The technique will not work in every oil field — the pores in the chalk reservoirs of many Middle East fields are too small for bacteria to pass through easily, for example. But industry observers are cautiously optimistic about the technique's potential in sandstone reservoirs like those in the North Sea. “This has a big future,” insists Sunde. “It could revitalize thousands of fields.”

So far there only a few techniques such as Sunde's and Greaves' are ready for large-scale trials, but other fledgling techniques could mature soon. “They will become appropriate now that the oil price is high,” says David Hughes, principal reservoir engineer at Reservoir Management Limited in Aberdeen, UK.

High pressure

The UK-based energy company BP, for example, is investigating the chemistry that governs the reaction between water, oil and reservoir rock. Researchers there think that decreasing the salinity of the water could prevent oil drops from becoming trapped in the pores4.

Other researchers think that plugging holes in the rock with plastic will make it easier to build up water pressure with injected fluid. Another way to increase the pressure and force out the oil could be to use gas-producing microbes. Even more speculative ideas are being pursued, such as using microwaves to heat up the oil and lower its viscosity5.

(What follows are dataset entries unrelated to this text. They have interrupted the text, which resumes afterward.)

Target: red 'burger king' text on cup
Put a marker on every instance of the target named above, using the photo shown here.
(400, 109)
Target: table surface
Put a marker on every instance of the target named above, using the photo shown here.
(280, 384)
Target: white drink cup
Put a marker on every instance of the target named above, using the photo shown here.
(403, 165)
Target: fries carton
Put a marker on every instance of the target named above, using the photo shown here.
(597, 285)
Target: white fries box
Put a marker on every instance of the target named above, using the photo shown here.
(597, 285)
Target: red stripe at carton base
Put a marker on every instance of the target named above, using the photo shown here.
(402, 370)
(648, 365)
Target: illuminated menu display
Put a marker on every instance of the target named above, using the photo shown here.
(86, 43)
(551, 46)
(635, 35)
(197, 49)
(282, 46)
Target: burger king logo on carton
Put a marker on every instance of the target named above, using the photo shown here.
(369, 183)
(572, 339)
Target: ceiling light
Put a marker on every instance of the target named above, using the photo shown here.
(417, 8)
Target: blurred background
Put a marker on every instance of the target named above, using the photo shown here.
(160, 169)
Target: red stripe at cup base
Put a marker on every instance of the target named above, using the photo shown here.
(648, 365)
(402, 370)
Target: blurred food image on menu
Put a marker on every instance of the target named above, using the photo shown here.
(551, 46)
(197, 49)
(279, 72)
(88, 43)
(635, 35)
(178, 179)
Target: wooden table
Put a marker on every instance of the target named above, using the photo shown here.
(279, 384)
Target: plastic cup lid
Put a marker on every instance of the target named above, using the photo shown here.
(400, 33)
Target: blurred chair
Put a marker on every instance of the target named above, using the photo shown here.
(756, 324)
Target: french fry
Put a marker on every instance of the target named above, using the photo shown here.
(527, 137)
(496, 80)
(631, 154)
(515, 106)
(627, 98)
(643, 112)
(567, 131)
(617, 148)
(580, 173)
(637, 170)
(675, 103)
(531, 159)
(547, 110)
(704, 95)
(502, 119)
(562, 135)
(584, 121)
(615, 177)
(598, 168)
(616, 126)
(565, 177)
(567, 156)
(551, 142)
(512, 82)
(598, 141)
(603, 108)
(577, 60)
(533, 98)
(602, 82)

But the enthusiasm needs to be taken with a pinch of salt. Oil companies tend to hush up unsuccessful projects, points out Nigel Brealey, also at Reservoir Management Limited. In the early days of in situ combustion projects, he says, the fire sometimes broke through into other wells and caused explosions. “But it wasn't well reported,” adds Brealey, “People don't talk about failures.” Techniques that look good on paper can also fail to make economic sense in the field. Despite years of work, unconventional methods such as microbial extraction produced some 2.8 million barrels of oil per day in 2003 — just 3.5% of the global total.

That percentage will, however, almost certainly rise as the price of oil increases. The techniques will not make oil cheaper, but they will keep help keep it flowing as new discoveries dry up. The days of easy oil extraction may be over. But while there is money in it, techniques to pull the last drop of the black stuff from the ground are going to be in demand.